Según las expresiones de los candidatos en la campaña, desde el punto de vista de la economía, ¿qué sectores de Estados Unidos podrían beneficiarse con la elección de uno u otro aspirante a la presidencia?
Es difícil precisar con detalles tales sectores, digamos, si se habla de la relación de Estados Unidos con Cuba. En cualquier escenario, estarán presentes los intereses de los sectores empresariales relacionados con determinadas esferas de la industria, el comercio, el turismo, que se verían beneficiados con los espacios o posibilidades de la inversión extranjera en Cuba; también los sectores agrícolas, vinculados a la producción y venta, por ejemplo, de arroz, cereales, bebidas. La ciudadanía estadounidense, interesada en viajar a la isla, y en estancias turísticas. Ese conjunto tendrá representación tanto entre los republicanos como entre los demócratas.
Recuérdese que Cuba es un mercado natural para Estados Unidos, situado en la mayor cercanía a ese país, que es un área de interés por diversas razones. La comunidad cubana asentada allí es un sector con intereses específicos, pero nada desdeñables.
Si uno se basara en los pronunciamientos de Clinton y Trump, sería lógico pensar que ella daría continuidad a la política inaugurada por Obama; que actuaría con mayor pragmatismo, tratando de llevar adelante la política en curso, orientada a una presumible normalización.
No obstante, hasta determinado momento de la campaña, Trump se manifestaba con su afiliación libertaria, dispuesto a no entrometerse en las intenciones de empresarios de invertir en Cuba, de los ciudadanos en ir como turistas, de ciertos negocios en comerciar con la Isla. Pareciera que endureció su discurso al respecto con el interés de atraer a electores de la Florida.
Si la política de Obama hacia Cuba, más que reflejar intereses de su gobierno, representara los del Estado, en tal caso, con Clinton o aun con Trump, es esperable que prosiga la línea vigente y que no se intente revertir ese proceso.
¿Cuál es su interpretación de la más reciente directiva del mandatario estadounidense, Barack Obama, en relación con Cuba?
Estados Unidos no desea en Cuba, como afirman sus funcionarios e ideólogos, una Revolución reformada; quieren una Revolución arrodillada.
La directiva presidencial emitida por Obama el 14 de octubre se ha valorado como la última señal significativa de su Administración en el camino de seguir el proceso de restablecimiento de relaciones bilaterales, encaminado hacia una eventual normalización.
Consistió, como se sabe, en el anuncio del quinto paquete de medidas de Obama para Cuba, que incluye que puedan comercializarse en Estados Unidos ciertos productos farmacéuticos cubanos.
La intención es el esfuerzo por consolidar los cambios iniciados el 17 de diciembre de 2014 y, acudiendo a sus palabras, por ‘incentivar el desarrollo de un socio en la región que sea capaz de trabajar con los Estados Unidos para confrontar desafíos regionales, tales como el cambio climático, las enfermedades y las transacciones ilícitas’.
En esencia viene a ser, en nuestra opinión, un paso de más de lo mismo, en el camino referido.
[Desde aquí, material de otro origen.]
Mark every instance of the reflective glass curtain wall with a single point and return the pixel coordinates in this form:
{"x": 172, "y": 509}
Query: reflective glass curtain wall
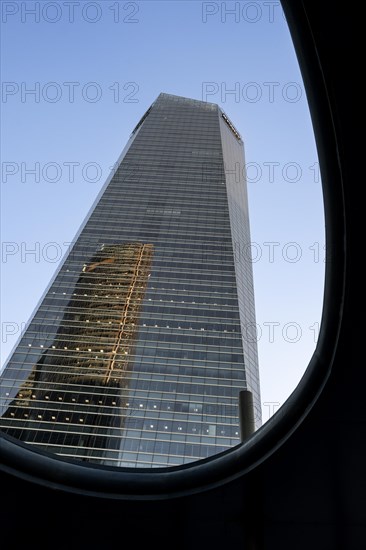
{"x": 137, "y": 352}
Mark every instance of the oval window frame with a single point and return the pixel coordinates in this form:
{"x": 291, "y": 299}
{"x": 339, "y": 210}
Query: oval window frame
{"x": 21, "y": 461}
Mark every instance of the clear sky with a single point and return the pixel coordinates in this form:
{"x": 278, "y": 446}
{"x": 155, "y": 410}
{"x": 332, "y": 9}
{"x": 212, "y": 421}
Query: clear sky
{"x": 76, "y": 78}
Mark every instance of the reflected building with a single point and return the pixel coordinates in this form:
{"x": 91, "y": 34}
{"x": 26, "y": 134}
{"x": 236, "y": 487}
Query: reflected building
{"x": 140, "y": 346}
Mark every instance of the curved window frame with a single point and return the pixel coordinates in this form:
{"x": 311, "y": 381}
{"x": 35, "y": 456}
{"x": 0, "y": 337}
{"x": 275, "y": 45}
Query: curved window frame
{"x": 145, "y": 483}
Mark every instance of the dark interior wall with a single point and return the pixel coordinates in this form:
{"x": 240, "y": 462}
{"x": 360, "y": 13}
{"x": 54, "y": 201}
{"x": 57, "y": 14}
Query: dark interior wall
{"x": 309, "y": 492}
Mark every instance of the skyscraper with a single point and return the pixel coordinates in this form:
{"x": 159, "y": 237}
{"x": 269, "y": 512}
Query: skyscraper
{"x": 141, "y": 344}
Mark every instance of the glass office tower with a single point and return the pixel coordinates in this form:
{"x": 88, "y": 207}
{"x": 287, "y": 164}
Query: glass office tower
{"x": 140, "y": 346}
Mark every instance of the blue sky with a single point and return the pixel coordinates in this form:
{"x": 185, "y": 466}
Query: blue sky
{"x": 94, "y": 68}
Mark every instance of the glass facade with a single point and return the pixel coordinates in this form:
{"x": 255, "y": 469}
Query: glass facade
{"x": 141, "y": 344}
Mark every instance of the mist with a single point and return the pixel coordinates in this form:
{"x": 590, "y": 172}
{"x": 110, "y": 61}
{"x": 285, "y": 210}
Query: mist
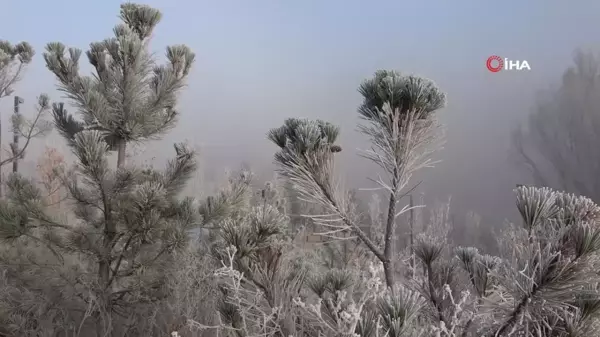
{"x": 261, "y": 62}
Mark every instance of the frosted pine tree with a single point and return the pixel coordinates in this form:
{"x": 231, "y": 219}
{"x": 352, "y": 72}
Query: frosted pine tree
{"x": 128, "y": 220}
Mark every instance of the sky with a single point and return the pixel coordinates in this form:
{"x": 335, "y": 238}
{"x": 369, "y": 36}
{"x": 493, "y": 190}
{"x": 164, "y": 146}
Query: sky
{"x": 259, "y": 62}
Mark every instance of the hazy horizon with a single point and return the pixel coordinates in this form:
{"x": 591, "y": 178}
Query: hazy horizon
{"x": 261, "y": 62}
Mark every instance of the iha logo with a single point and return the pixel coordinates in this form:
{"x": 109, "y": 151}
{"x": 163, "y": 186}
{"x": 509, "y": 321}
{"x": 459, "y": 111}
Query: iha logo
{"x": 495, "y": 63}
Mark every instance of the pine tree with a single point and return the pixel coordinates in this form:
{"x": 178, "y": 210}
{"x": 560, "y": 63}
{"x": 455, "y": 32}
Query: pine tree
{"x": 399, "y": 115}
{"x": 128, "y": 219}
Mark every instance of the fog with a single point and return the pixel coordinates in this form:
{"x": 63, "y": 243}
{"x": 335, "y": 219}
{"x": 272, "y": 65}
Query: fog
{"x": 259, "y": 62}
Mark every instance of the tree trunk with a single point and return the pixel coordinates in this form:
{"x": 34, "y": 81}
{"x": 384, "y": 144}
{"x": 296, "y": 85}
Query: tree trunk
{"x": 104, "y": 265}
{"x": 16, "y": 136}
{"x": 388, "y": 249}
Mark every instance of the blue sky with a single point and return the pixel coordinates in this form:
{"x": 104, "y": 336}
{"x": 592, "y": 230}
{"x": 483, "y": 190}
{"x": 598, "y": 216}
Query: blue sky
{"x": 261, "y": 61}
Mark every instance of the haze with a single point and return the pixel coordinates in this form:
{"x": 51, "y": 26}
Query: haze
{"x": 259, "y": 62}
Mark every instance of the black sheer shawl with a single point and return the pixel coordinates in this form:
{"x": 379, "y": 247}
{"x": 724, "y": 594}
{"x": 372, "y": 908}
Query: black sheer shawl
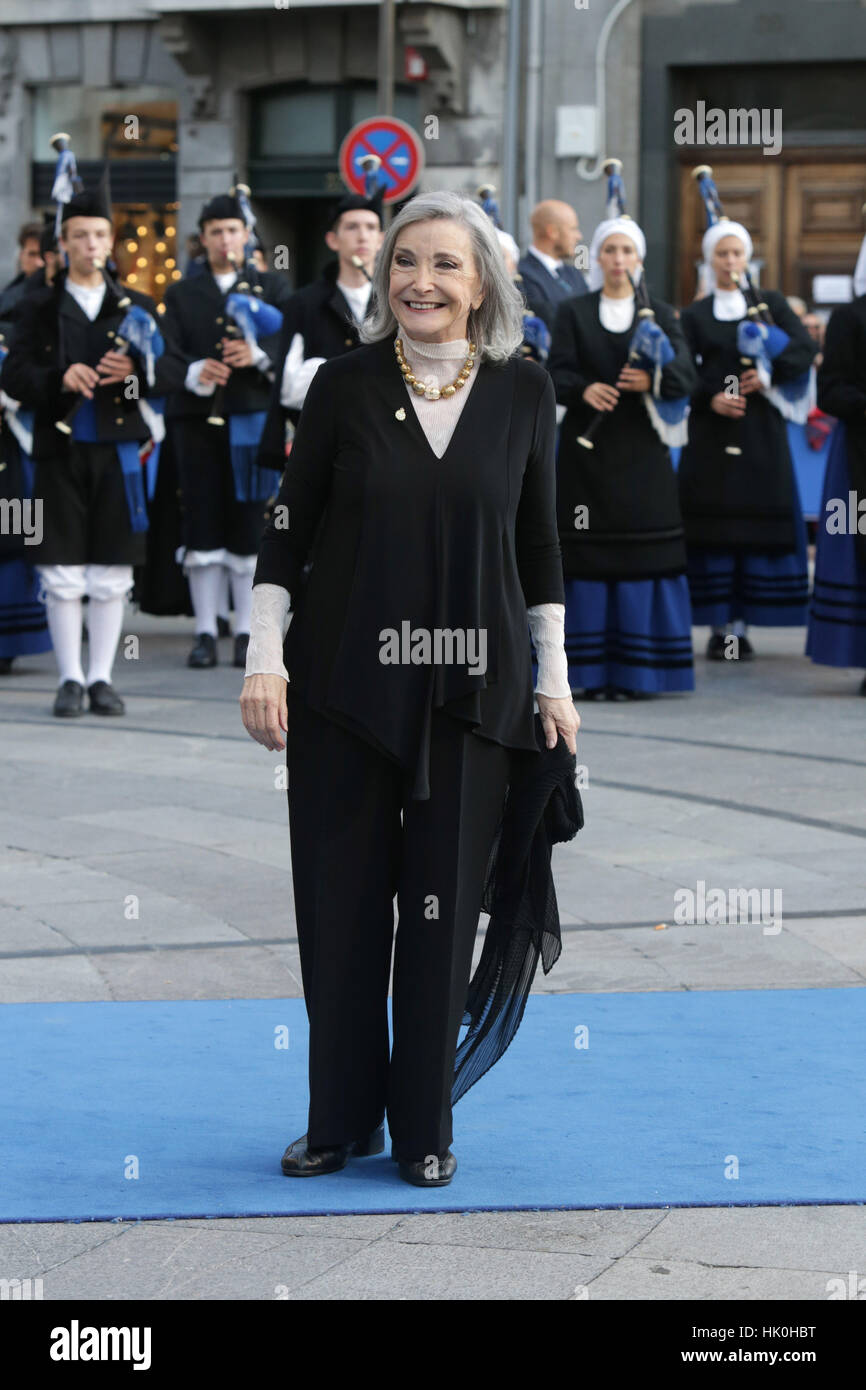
{"x": 542, "y": 808}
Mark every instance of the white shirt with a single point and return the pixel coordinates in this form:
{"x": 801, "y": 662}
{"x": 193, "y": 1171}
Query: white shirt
{"x": 88, "y": 299}
{"x": 729, "y": 305}
{"x": 616, "y": 314}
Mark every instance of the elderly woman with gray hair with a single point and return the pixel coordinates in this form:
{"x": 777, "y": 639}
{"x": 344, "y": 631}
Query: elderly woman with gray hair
{"x": 416, "y": 535}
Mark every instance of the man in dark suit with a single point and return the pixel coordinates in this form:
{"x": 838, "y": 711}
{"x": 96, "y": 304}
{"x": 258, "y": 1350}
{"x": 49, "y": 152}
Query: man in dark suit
{"x": 223, "y": 496}
{"x": 64, "y": 367}
{"x": 546, "y": 271}
{"x": 323, "y": 319}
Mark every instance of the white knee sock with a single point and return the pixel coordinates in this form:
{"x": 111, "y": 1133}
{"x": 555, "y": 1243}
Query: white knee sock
{"x": 104, "y": 623}
{"x": 242, "y": 599}
{"x": 64, "y": 626}
{"x": 205, "y": 587}
{"x": 223, "y": 605}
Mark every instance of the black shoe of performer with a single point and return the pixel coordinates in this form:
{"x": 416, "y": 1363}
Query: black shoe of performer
{"x": 68, "y": 702}
{"x": 205, "y": 651}
{"x": 104, "y": 699}
{"x": 241, "y": 645}
{"x": 423, "y": 1172}
{"x": 300, "y": 1161}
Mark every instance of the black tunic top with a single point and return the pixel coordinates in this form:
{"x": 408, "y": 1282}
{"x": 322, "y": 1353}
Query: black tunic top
{"x": 738, "y": 501}
{"x": 626, "y": 481}
{"x": 401, "y": 537}
{"x": 841, "y": 389}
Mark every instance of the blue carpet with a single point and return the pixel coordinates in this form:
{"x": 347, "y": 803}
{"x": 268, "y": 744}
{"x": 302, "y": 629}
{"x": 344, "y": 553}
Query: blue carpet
{"x": 672, "y": 1091}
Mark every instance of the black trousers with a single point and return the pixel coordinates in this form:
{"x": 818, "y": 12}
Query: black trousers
{"x": 357, "y": 840}
{"x": 211, "y": 517}
{"x": 85, "y": 512}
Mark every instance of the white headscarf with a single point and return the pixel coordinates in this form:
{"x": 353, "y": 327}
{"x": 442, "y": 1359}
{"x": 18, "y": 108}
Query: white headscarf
{"x": 859, "y": 274}
{"x": 615, "y": 224}
{"x": 711, "y": 238}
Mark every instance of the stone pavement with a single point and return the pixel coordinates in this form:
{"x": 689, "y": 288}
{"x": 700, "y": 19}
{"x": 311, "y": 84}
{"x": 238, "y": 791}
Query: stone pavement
{"x": 758, "y": 781}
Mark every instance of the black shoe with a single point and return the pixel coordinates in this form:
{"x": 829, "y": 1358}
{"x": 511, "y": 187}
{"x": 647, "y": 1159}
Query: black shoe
{"x": 430, "y": 1172}
{"x": 205, "y": 651}
{"x": 242, "y": 641}
{"x": 104, "y": 699}
{"x": 68, "y": 701}
{"x": 300, "y": 1161}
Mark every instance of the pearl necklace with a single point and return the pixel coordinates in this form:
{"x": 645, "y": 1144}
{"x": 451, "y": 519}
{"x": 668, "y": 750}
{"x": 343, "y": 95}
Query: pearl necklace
{"x": 434, "y": 392}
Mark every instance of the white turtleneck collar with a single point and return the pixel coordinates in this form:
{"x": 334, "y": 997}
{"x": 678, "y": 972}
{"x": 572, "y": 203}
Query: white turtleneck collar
{"x": 453, "y": 349}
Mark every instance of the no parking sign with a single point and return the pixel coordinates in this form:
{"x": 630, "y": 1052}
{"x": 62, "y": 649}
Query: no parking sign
{"x": 395, "y": 143}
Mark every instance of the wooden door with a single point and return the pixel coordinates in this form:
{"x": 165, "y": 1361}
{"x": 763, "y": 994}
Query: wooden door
{"x": 804, "y": 213}
{"x": 823, "y": 227}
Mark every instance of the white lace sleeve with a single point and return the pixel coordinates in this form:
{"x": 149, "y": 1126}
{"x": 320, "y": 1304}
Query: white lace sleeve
{"x": 548, "y": 628}
{"x": 193, "y": 380}
{"x": 268, "y": 626}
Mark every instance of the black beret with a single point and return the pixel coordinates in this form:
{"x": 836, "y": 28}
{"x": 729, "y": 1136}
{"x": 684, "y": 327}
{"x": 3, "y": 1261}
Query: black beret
{"x": 220, "y": 207}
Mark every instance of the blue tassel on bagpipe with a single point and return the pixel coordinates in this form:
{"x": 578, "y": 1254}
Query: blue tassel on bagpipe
{"x": 252, "y": 483}
{"x": 763, "y": 344}
{"x": 141, "y": 331}
{"x": 128, "y": 455}
{"x": 255, "y": 317}
{"x": 535, "y": 337}
{"x": 651, "y": 350}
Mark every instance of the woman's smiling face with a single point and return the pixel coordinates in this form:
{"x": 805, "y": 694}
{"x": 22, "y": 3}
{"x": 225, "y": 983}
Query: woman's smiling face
{"x": 434, "y": 280}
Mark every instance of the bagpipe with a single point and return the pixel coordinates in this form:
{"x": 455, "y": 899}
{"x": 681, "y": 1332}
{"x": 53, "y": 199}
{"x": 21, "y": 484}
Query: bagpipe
{"x": 248, "y": 316}
{"x": 759, "y": 339}
{"x": 759, "y": 342}
{"x": 649, "y": 349}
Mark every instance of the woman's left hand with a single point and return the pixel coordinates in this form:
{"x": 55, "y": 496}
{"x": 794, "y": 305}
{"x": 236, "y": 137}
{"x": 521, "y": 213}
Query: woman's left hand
{"x": 634, "y": 378}
{"x": 559, "y": 716}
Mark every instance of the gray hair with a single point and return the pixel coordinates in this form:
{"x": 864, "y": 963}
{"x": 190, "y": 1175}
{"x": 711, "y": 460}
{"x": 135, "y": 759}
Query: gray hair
{"x": 496, "y": 325}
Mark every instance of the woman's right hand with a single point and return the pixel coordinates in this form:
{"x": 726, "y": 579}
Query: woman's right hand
{"x": 730, "y": 406}
{"x": 264, "y": 709}
{"x": 601, "y": 396}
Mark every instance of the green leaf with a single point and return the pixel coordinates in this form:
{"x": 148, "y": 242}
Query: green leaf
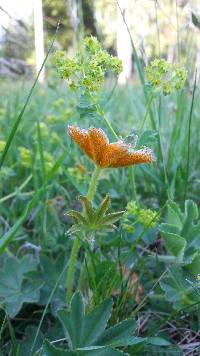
{"x": 103, "y": 207}
{"x": 15, "y": 287}
{"x": 194, "y": 267}
{"x": 50, "y": 350}
{"x": 73, "y": 320}
{"x": 177, "y": 289}
{"x": 117, "y": 334}
{"x": 87, "y": 205}
{"x": 196, "y": 21}
{"x": 190, "y": 230}
{"x": 77, "y": 216}
{"x": 95, "y": 322}
{"x": 158, "y": 341}
{"x": 100, "y": 351}
{"x": 175, "y": 243}
{"x": 147, "y": 138}
{"x": 112, "y": 217}
{"x": 175, "y": 216}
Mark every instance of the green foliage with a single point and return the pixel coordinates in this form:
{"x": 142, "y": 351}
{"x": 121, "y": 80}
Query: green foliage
{"x": 87, "y": 334}
{"x": 135, "y": 215}
{"x": 93, "y": 220}
{"x": 181, "y": 235}
{"x": 16, "y": 286}
{"x": 165, "y": 76}
{"x": 86, "y": 71}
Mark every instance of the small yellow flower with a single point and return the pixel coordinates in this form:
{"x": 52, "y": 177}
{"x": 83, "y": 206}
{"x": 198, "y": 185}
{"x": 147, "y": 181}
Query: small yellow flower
{"x": 25, "y": 157}
{"x": 95, "y": 144}
{"x": 44, "y": 129}
{"x": 2, "y": 145}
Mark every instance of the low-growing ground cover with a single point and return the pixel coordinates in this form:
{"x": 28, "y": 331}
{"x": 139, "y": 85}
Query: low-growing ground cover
{"x": 71, "y": 282}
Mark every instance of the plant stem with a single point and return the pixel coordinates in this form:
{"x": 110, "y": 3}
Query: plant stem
{"x": 146, "y": 115}
{"x": 93, "y": 183}
{"x": 70, "y": 272}
{"x": 75, "y": 248}
{"x": 101, "y": 112}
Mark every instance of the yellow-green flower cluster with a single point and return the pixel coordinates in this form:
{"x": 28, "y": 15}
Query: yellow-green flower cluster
{"x": 25, "y": 157}
{"x": 87, "y": 69}
{"x": 165, "y": 76}
{"x": 134, "y": 215}
{"x": 2, "y": 145}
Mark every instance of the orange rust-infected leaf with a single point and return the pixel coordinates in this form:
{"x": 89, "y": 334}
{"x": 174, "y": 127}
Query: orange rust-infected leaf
{"x": 95, "y": 144}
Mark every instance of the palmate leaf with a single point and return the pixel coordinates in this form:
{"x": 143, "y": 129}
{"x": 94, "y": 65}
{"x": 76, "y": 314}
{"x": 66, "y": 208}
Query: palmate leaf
{"x": 194, "y": 267}
{"x": 82, "y": 330}
{"x": 50, "y": 350}
{"x": 175, "y": 243}
{"x": 118, "y": 335}
{"x": 190, "y": 230}
{"x": 15, "y": 287}
{"x": 182, "y": 234}
{"x": 73, "y": 321}
{"x": 178, "y": 290}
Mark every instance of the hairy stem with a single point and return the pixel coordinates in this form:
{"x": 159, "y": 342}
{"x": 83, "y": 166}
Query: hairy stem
{"x": 75, "y": 248}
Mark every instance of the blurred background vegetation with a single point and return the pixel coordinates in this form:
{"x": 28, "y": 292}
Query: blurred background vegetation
{"x": 167, "y": 28}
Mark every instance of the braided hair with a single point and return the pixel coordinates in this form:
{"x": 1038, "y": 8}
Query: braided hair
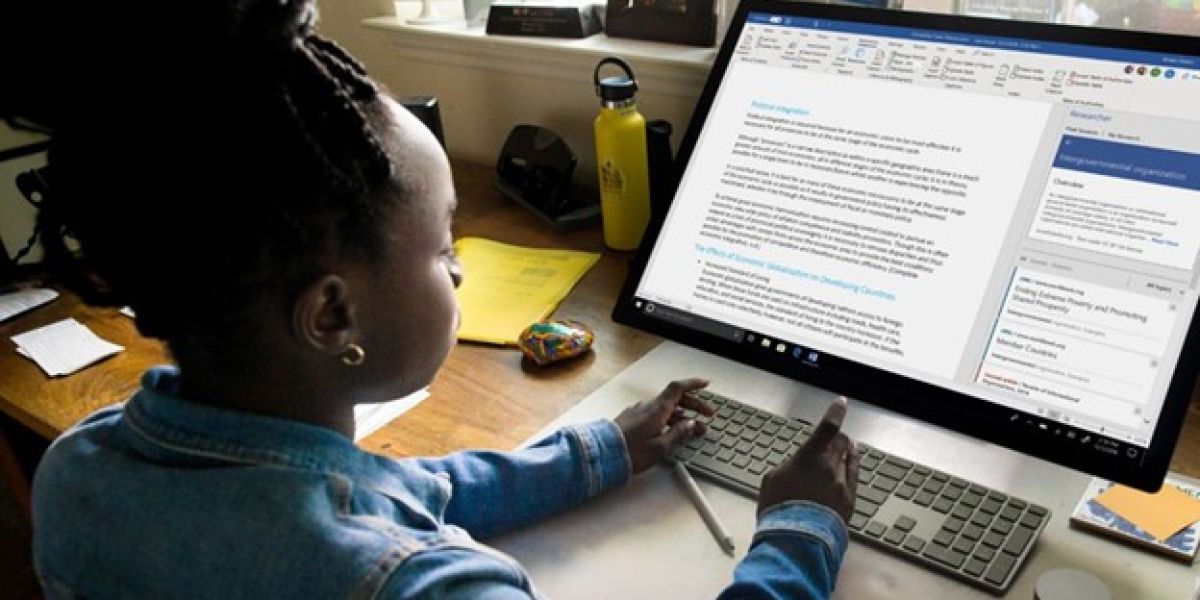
{"x": 259, "y": 153}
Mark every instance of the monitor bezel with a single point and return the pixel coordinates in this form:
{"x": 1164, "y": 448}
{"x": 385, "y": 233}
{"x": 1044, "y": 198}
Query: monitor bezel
{"x": 931, "y": 403}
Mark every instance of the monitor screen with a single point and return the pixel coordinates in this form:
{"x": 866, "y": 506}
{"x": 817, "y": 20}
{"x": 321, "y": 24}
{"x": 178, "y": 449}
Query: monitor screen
{"x": 991, "y": 226}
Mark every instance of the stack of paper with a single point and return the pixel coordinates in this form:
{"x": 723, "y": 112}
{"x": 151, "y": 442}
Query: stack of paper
{"x": 505, "y": 288}
{"x": 64, "y": 347}
{"x": 369, "y": 418}
{"x": 1164, "y": 522}
{"x": 17, "y": 303}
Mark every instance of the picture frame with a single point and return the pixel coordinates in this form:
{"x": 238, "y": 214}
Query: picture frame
{"x": 687, "y": 22}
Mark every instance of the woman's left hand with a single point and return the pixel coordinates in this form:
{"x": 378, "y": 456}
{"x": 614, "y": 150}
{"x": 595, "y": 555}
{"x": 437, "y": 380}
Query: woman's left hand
{"x": 653, "y": 427}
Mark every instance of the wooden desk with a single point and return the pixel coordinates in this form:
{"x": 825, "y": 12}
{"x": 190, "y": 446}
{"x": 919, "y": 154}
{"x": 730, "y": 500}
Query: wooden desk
{"x": 484, "y": 396}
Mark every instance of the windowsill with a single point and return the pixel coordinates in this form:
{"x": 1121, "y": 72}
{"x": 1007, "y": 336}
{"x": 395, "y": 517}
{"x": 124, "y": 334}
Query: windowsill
{"x": 661, "y": 67}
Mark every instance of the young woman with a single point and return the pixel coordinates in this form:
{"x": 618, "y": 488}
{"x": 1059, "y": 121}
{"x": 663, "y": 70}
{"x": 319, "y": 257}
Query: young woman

Obama reitera que el cambio de política se fundamenta en el reconocimiento del fracaso de las políticas aplicadas antes, que no han podido destruir a la Revolución, ni han conseguido aislarla, quedando en cambio Estados Unidos más aislado.
Sin embargo, la reciente Directiva Presidencial no disimula que el propósito estratégico del gobierno estadounidense es cambiar el orden constitucional en Cuba, es decir, lograr el ‘cambio de régimen’.
Washington apela, de nuevo, al empleo de los métodos del llamado poder inteligente, el Smart Power, más que a los instrumentos de poder duro, los que, sin embargo, no se desestiman ni abandonan la escena.
Es a través de la influencia ideológica, de los contactos culturales, de la pretensión, como se afirma, de ‘empoderar’ a la sociedad civil cubana, de estimular en los denominados ‘emprendedores’ conductas que se alejen y contrapongan a los objetivos, valores y principios del socialismo cubano, como se persigue desnaturalizar el socialismo de la Revolución Cubana.
Washington no desea en Cuba, como afirman sus funcionarios e ideólogos, una Revolución reformada; quieren una Revolución arrodillada, reiteró el politólogo.
(*) Texto publicado por la agencia Prensa Latina.